Tuesday, October 29, 2013

1st November Trinity 2011, Be Still

1st November Trinity
Revelation 1, 1-20

This is the unveiling of the being of Jesus Christ, which proceeds out of the divine world for those who would serve him. To them shall be revealed what must of necessity happen in the future and which powerfully presses into world events. God formed this revelation in imagery and sent it through his angel to his servant John. And so John speaks as a witness to everything he saw, that is, to the Divine Word, and to the life of Jesus Christ, which serves as a testimony. Blessed is he who knows how to read the prophetic words, and blessed are those who know how to hear them, and all who take what is written in this book into their souls; for time presses.
John, to the seven congregations in Asia:
Grace and peace to you
From Him who is, and who was, and who is coming
And from the seven creating spirits before his throne
And from Jesus Christ.
By his witnessing he is the archetype of trust.
He is the first born from the realm of death,
He is the leading spirit of the Kings on earth.
He has turned to us in love, and by the power of his blood
He has released us from the spell of sin which lay upon us.
He has established us as true kings and made us into priests
before the divine Ground of the World, his Father.
To him belongs all light of the spirit and all power of soul from aeon to aeon. Amen.
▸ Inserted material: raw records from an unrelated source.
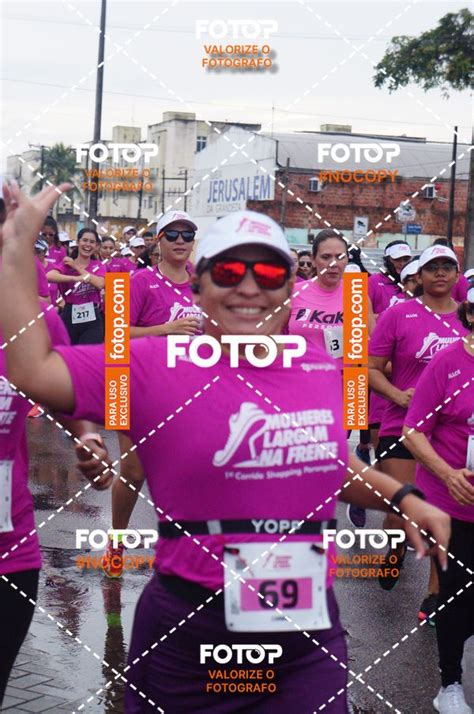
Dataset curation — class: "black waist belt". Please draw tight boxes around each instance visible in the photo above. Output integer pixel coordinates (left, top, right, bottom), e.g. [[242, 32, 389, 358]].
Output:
[[158, 518, 337, 538]]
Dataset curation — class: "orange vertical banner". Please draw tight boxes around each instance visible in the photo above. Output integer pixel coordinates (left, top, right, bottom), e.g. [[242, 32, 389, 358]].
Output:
[[104, 273, 130, 431], [105, 273, 130, 365], [342, 273, 369, 365], [105, 367, 130, 431], [343, 367, 369, 429]]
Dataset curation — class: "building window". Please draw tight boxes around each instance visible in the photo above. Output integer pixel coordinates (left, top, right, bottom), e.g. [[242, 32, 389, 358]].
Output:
[[196, 136, 207, 151]]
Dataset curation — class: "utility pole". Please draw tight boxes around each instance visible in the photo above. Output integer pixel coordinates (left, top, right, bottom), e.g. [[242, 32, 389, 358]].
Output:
[[464, 127, 474, 269], [89, 0, 107, 219], [280, 157, 290, 226], [28, 144, 51, 191], [446, 126, 458, 243]]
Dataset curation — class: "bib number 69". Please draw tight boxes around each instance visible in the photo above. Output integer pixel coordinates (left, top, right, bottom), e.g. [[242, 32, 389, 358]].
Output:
[[258, 580, 298, 609]]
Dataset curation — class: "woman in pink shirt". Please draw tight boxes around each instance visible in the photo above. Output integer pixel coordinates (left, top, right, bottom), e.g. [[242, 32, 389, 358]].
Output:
[[0, 184, 449, 714], [288, 228, 349, 358], [403, 288, 474, 714], [0, 188, 111, 707], [48, 228, 106, 345], [369, 246, 466, 608]]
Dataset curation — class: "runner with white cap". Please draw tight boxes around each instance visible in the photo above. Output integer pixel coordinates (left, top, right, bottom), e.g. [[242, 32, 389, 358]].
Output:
[[0, 185, 449, 714], [464, 268, 474, 288], [404, 288, 474, 714], [369, 246, 467, 624], [400, 258, 419, 299], [122, 226, 137, 243], [369, 240, 411, 315]]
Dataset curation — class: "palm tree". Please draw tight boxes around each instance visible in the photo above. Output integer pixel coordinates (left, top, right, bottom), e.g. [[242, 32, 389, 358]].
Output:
[[32, 143, 82, 213]]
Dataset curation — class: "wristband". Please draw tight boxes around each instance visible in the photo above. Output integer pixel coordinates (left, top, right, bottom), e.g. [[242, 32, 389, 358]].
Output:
[[390, 483, 426, 515], [78, 431, 104, 446]]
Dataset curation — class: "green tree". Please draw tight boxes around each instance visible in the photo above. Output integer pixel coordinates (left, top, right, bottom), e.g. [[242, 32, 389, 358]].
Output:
[[33, 143, 82, 198], [374, 8, 474, 96], [374, 8, 474, 267]]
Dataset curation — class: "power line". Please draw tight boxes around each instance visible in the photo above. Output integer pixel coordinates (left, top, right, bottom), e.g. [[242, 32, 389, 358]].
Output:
[[0, 77, 471, 133], [3, 15, 402, 42]]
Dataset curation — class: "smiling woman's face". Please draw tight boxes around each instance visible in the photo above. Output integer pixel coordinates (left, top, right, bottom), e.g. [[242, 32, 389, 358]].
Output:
[[313, 238, 349, 290], [194, 245, 294, 338], [77, 232, 97, 258]]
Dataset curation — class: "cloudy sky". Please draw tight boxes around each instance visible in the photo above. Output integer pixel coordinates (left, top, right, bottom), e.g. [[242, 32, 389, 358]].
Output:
[[0, 0, 470, 171]]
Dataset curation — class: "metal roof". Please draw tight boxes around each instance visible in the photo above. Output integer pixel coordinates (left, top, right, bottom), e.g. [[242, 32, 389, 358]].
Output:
[[266, 132, 469, 180]]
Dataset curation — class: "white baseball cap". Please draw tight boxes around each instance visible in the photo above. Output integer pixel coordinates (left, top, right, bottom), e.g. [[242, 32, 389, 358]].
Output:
[[418, 245, 459, 270], [400, 258, 419, 283], [385, 243, 411, 260], [195, 211, 293, 267], [344, 263, 362, 273], [156, 211, 197, 235]]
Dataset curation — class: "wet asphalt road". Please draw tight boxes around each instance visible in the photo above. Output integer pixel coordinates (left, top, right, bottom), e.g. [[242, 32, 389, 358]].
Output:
[[22, 418, 474, 714]]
See: he comes in the realm of the clouds.
All eyes shall see him, also the eyes of those who pierced him.
And men down the ages will lament about him. Yes. Amen.
I am the Alpha and the Omega,
Thus speaks the Lord our God
who is, and who was, and who is coming
the divine ruler of the world.

I, John, your brother and your companion in all trials and also in the inner kingdom and in the power of endurance which we possess through our one-ness with Jesus: I was on the island of Patmos. There it was granted to me to receive a share of the divine Word and to bear witness to the sufferings of Jesus.
On the Lord’s Day I was lifted up to the world of spirit, and I heard behind me a mighty voice like the sound of a trumpet. It said: write what you see in a book and send it to the seven congregations: to Ephesus, to Smyrna, to Pergamum, to Thyatira, to Sardis, to Philadelphia and to Laodicia.
And I turned to see him whose voice was speaking to me. And as I turned I saw seven golden lampstands, and in the midst of the lampstands, a figure like that of the Son of Man:
clothed with a long billowing garment,

encircled round his breast with a golden band;
his head and his hair shining white like snow white wool,
his eyes like a flame of fire,
his feet like burnished bronze glowing in a furnace,
his voice like the rushing of many streams of water.
In his hand he held seven stars;
from his mouth issued a sharp two-edged sword
and his face shone, as the sun shines in its full radiance.

And when I saw him, I fell at this feet and was as if dead. But he laid his right hand upon me and said:
“Do not be afraid. I am the first and the last, and the living one. I was dead, and look! I am living and I bear the life of the world through all aeons. Mine is the key to the realm of death and of the shades. Write down what you see: what is now, and what is to come.

The secret of the seven stars, which you see in my right hand, and of the seven golden lampstands is this: The seven stars are the picture in the spirit for the angels of the seven congregations, and the seven lampstands are the seven congregations themselves.”


1st November Trinity
October 30, 2011
Revelation 1: 1-20

“Grace and peace to you from Him who is, and who was, and who is coming.” Rev. 1:4

Rain after a long drought, or the first snowfall, brings us delight. We experience it as a gift from above. Grace, too, is a gift from above, a gift of light, of warmth, of strength. To grace is to adorn, to elevate. Grace contains balance and beauty.

The gift of grace is given to us by Christ, He who is the model, the archetype of all the gifts of grace. Along with His grace, He is giving us the gift of Himself.

He is, as John says, the archetype of trust. Because of His trust in us, we can find faith in life, trust in others, and in ourselves as we take our rightful place in God’s universe.

He, the first-born from the realm of death, gives us the grace of being able to be reborn out of the realm of death. For us on earth, that can mean the grace to rise renewed from all our changes, all our woundings and losses, all our little deaths.

He gives us all the grace to be priests, that is, to be connected in service to God and His angels, to be connected in service to others and to our own higher Self. 

And with this inflow of His grace, we feel a calm and yet dynamic peace. For we know that we are exactly where we need to be, doing the Great Work He wants us to be doing, strengthened by Him who is the prototype, who was there, for us, first.
 
In the words of Wendell Berry:

See how without confusion it is  
all that it is, and how flawless  
its grace is. Running or walking, the way  
is the same. Be still. Be still.
“He moves your bones, and the way is clear.”[1]





[1] “Grace” by Wendell Berry, for Gurney Norman, quoting him.
Picture of the Son of Man, woodcut by Durer.